Monday, December 3, 2007
Guest blogger: Caroline Leavitt
Caroline Leavitt is one of my favorite people. Not only is she a generous friend and kindred spirit, she's a wonderful writer. Her latest novel, Girls in Trouble was a BookSense pick and was named a top book by Mostly Fiction, and I know she has another in the works! (She has her own fun blog, Caroline Leavittville, too.) It was while we were talking about her latest work-in-progress that the idea of pets in books came up, and she sent me this sweet essay on "Animal Instincts and the Novel."
(I'm down in the New York metro area, Caroline's neck of the woods today, speaking at Partners and Crime and seeing her will definitely be one of the highlights of my trip!)
If I could, I would have six cats and four dogs. Or at least one of each. But I’m allergic. Really allergic. Sigh and alas. However, that doesn’t mean I can’t have a pet—which I did for twenty years, a beautiful, cranky, jagged shelled Vietnamese tortoise named Minnie. Minnie kept me company through my single years in NYC, and was even the litmus test for whom I would marry (Jeff was the only man who would eat dinner with Minnie perched on the dining room table). Minnie recently died, but because characters—and animals—live forever on the page, I paid homage to him by making him a character in the novel I’ve just finished.
My novel Traveling Angels is about how we forgive the unforgivable. It revolves around Isabelle, a photographer whose car crashes on a foggy road, killing a mysterious woman who is standing in the middle of the road, her car turned the wrong way. Wrestling with guilt, Isabelle becomes obsessed and involved with the survivors—and one day, impulsively, she rescues a tortoise in a pet shop, which becomes a catalyst in her relationships.

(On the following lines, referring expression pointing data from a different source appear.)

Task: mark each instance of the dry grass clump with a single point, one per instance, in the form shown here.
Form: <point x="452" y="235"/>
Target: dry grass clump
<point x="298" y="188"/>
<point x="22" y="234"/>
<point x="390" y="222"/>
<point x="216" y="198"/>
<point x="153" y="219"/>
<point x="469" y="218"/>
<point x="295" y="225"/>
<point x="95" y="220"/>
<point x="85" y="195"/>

I never had so much fun writing the tortoise scenes. Nelson, the tortoise, not only gave Isabelle a deeper humanity, but I found that when initial readers were scanning the pages, they were always fascinated by him! Suddenly tortoise lore was interesting! Was it true that tortoises bite red things and the only way to get them to loosen their incredibly strong jaws is to put them in a bathtub (yup.) Do tortoises really make clicking sounds like reptilian music? (They sure do.)
My novel fast forwards thirty years at the end. “Nelson must be gone by now,” a character remarks sadly, but how could I let that happen? By novel’s end, he’s older and probably no wiser, but he’s still there, alive on the page and in my heart. Just like Minnie.